Thursday, April 14, 2011

Slugs: Slime, Sex, Slugfeast

Slug slithering over edge of brick




Slime trails sparkling in the morning sun. Holes in veggies, fruits, and flowers. Yes, slugs dine overnight in our gardens.

In veggie gardens, slugs sometimes chow down on such favorites as asparagus spears, tomatoes, peppers, and eggplants. A herd of hungry slugs can mow down a row of lettuce, spinach, beet, and chard seedlings.

In flower gardens, slugs relish hostas and roses, chewing round holes in leaves, at least those deer haven’t eaten.

How can you protect your plants from these pests?

Hand pick them!
Hand pick them—with your hands, not mine—and drop them into a bag with salt at the bottom. Slugs are mostly water, and the salt kills them by osmosis.

Surround plants with strips of copper or abrasive barriers of diatomaceous earth, coarse sand, oyster or crab shells.

Fill a shallow bowl with beer and invite slugs to a drink-and-drown party, though tipsy slugs can be annoying at two in the morning when they start belting out, “Ninety-nine bottles of beer on the wall…”

Call in birds, frogs, toads, box turtles, rats, beetles, and snakes—many of which eat slugs. Whoa, you say, forget the rats and snakes. Put up a fence and buy a chicken or duck—champion slug eaters.

Put on your old dancing shoes and dance on their heads when slugs come out of hiding after a warm spring shower.

If such suggestions don’t fit your gardening style or time you can devote to such slug killing, do the two things that I do.

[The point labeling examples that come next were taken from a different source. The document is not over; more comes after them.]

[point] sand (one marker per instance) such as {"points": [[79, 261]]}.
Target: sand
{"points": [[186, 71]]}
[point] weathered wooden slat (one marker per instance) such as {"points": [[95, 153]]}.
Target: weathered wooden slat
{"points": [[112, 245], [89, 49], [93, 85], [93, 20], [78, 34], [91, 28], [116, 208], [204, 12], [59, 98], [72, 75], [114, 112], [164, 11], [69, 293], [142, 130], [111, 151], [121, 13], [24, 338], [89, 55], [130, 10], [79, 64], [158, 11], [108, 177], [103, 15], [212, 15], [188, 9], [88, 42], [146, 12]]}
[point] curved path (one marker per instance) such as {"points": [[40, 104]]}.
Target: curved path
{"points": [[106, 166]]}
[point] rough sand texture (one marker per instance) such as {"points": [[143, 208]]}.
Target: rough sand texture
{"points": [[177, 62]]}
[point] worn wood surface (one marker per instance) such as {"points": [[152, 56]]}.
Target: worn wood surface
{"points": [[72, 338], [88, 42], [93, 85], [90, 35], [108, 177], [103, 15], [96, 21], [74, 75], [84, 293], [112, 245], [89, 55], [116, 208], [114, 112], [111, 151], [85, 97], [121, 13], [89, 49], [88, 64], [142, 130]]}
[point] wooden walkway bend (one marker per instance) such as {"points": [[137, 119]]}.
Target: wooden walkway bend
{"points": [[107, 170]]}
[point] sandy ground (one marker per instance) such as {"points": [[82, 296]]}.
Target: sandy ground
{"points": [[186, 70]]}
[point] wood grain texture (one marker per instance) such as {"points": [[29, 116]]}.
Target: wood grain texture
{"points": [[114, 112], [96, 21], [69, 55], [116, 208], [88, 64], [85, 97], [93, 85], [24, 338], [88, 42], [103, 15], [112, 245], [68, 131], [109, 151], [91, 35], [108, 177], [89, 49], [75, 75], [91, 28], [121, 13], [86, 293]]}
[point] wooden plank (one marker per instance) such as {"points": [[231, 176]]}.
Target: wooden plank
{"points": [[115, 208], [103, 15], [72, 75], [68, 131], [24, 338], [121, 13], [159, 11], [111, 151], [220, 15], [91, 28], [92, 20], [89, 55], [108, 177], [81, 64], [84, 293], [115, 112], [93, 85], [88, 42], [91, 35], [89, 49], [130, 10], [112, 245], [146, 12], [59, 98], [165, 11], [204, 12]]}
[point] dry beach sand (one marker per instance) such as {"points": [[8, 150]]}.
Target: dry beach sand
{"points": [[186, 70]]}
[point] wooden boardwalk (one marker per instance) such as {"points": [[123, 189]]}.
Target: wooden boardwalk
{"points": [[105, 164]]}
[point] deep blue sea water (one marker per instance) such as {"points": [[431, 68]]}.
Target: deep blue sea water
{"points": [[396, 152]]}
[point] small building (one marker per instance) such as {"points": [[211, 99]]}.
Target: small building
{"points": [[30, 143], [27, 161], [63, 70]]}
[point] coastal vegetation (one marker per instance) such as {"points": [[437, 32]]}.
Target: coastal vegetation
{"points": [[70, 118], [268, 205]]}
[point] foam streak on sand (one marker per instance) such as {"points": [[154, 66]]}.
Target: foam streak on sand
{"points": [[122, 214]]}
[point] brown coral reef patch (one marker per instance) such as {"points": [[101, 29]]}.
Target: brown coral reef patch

First, I minimize slug habitat in or near our gardens—moist places where they hide from the sun. That includes piles of leaves and flat things like boards, large pieces of bark, bricks, and rocks.

Iron phosphate slug bait
Second, buy a box or bottle of slug bait. My newest purchase is a plastic jug of iron phosphate bait called “Slug Magic.” Other brands include "Sluggo" and "Escar-Go!" I used to use bait based on metaldehyde but switched to iron phosphate because it is less toxic to the environment, though it may be a little less effective in killing slugs.

Whichever bait or brand you buy, read the directions carefully before using it. The label on “Slug Magic” proclaims: “Makes Slugs Disappear. Can Be Used Around Pets and Wildlife. For use around vegetables, fruit trees, citrus, berries, ornamentals, shrubs, flowers, trees, lawns, gardens and in greenhouses.”

The plot: Sprinkle bait around plants or slug hideouts. Slugs find it when they come out for breakfast in the evening. They chow down on the bait, stop eating the plants, and begin dying in three to six days. During the warm season, I often find slime trails in our backyard between blue-star junipers and a nearby flowerbed. I assume slugs are spending the day in the dense shade under the junipers, so I sprinkle bait into the junipers and around nearby daylilies.

Note: The newer iron phosphate baits can be used around pets. The older metaldehyde baits can be hazardous to dogs, for example, and carry warnings to apply it in ways that do not come into contact with edible parts of plants. The “Precautionary Statement” attached to the back of the “Slug Magic” bottle warns that the bait can cause “moderate eye irritation” and recommends a good washing of hands and clothing that may have come into contact with the pesticide.

Now that we’ve discussed slugs and how to control them, what about "sex" and "slugfeast"?

For those subjects, at the end of this posting please link to Patterson Clark’s “Urban Jungle” column, “The surprising sex life of leopard slugs,” in the Washington Post. You will find slug sex life, well, just short of unbelievable.

And as for slugfeast, I’m not convinced that I will ever eat a slug. Wikipedia notes that a cure in ancient times in southern Italy for gastritis and ulcers was to swallow a live slug. To my way of thinking, that probably was the origin of the saying, “The cure is worse than the disease.” The “Urban Jungle” column lists three factors that “may give pause to the potential slug chef” and ends, “Bon appétit!”

I’ll end with two words too: “Yuck! Yuck!”